Resizing GUI with fixed ratios / square

It’s a given that SC’s GUI is clunky and old fashioned. I’ve been working with the GUI and layouts and have found a challenge. I have a button in an HLayout that I want to be resizable with fixed proportions. More generally, I want to have a grid-type UI that is rigid but resizable.

(
w=Window().bounds_(Rect(500,500, 400, 80)).layout_(HLayout(
	[StaticText().string_("bugs"), stretch:1],
	[nil, stretch:5],
	[Button().states_([["remove the bugs", Color.black, Color.grey]]).maxSize_(200,200).minSize_(120,120), stretch:1]
)).front
)

Setting a min and maxsize doesn’t help with maintaining the size ratio. I want the button to be the largest square possible that fits within the button’s own constraints and the flowlayout’s as well. Has anyone tried to do this before and/or have success?

Another context where I want to preserve aspect ratios but still have scalability is with SoundFileView or 2DSlider.

Thanks,
Hamish

Well, to snipe my own question, I dug up more and I think the answer here for what I’m looking for is a solid no. This is a qt problem, not sc, and the solution is to get into the weeds and implement custom event handlers and layout classes that actually handle the scaling.

Turns out drawing a square is not easy

What about this approach:

(
b = Button().states_([["remove the bugs", Color.black, Color.grey]]);
w = View(nil, 128@128).minHeight_(128).layout_( VLayout(HLayout(StaticText().string_("bugs"), b), nil)).front.onResize_{ 
	var d = max(b.bounds.height, b.bounds.width);
	b.resizeTo(d, d);
}
)

It is kinda ugly when you resize but at least you get the the desired behavior, or at least some of it (I think). If your intention is to gradually cover the Static Text with the button I am not really sure how to do this. I am using View instead of Window as .onResize only works on views. Also, I find Views to be more flexible than Windows even though I must admit that the differences between View and Window confuses me at times.

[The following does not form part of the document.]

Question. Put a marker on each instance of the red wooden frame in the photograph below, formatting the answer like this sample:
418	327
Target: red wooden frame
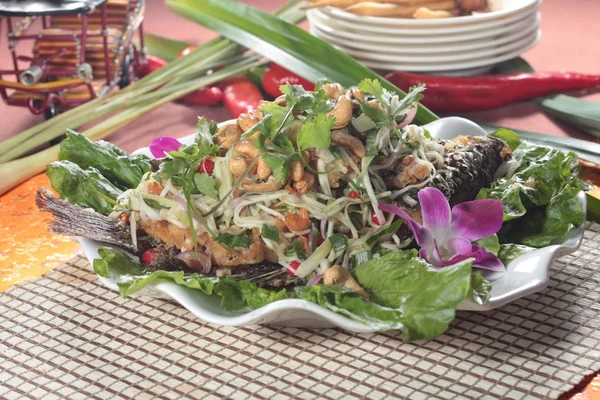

A Window has a container View (the parent of any child views it holds) which you can get with the methods w.view and w.asView. So your code could work with a Window like this:

(
b = Button().states_([["remove the bugs", Color.black, Color.grey]]);
w = Window().bounds_(Rect(500,500, 400, 200)).front;
w.view.layout_( VLayout(HLayout(StaticText().string_("bugs"), b), nil))
.minHeight_(128).onResize_{ 
	var d = max(b.bounds.height, b.bounds.width);
	b.resizeTo(d, d);
}
)

Best,
Paul

This is essentially the right approach. It requires the LineLayout to have already resized the button, so the full solution would involve creating a new layout management class. Maybe I’ll give that a shot. It’s weird to me that qt doesn’t support fixed-aspect scaling.

Thanks!
Hamish

It seems that the best way to get this behavior in SC gui is a lot simpler. If you make a basic view and set a background image with the tile mode 11, it will maintain the aspect ratio of the image. This is the easiest and least awful looking way to work with tiles.

QT does support fixed-aspect-ratio scaling via the heightForWidth property - it’s just not currently exposed to SuperCollider. It’s pretty simple to add this, I think it just wasn’t done originally and it hasn’t come up much.

If anyone wants a tiny C++ project, adding this would require adding something like a fixedAspectRatio property to QcDefaultWidget, stored as a std::optional<int>, and then overriding heightForWidth to return this value / hasHeightForWidth to return true/false if the value as been set. Might take some reading through the QT docs to make sure there aren’t any subtleties to this, and I’m not sure we have an example of a numeric value that can be possibly-nil in the codebase, but other that this would be a very short change.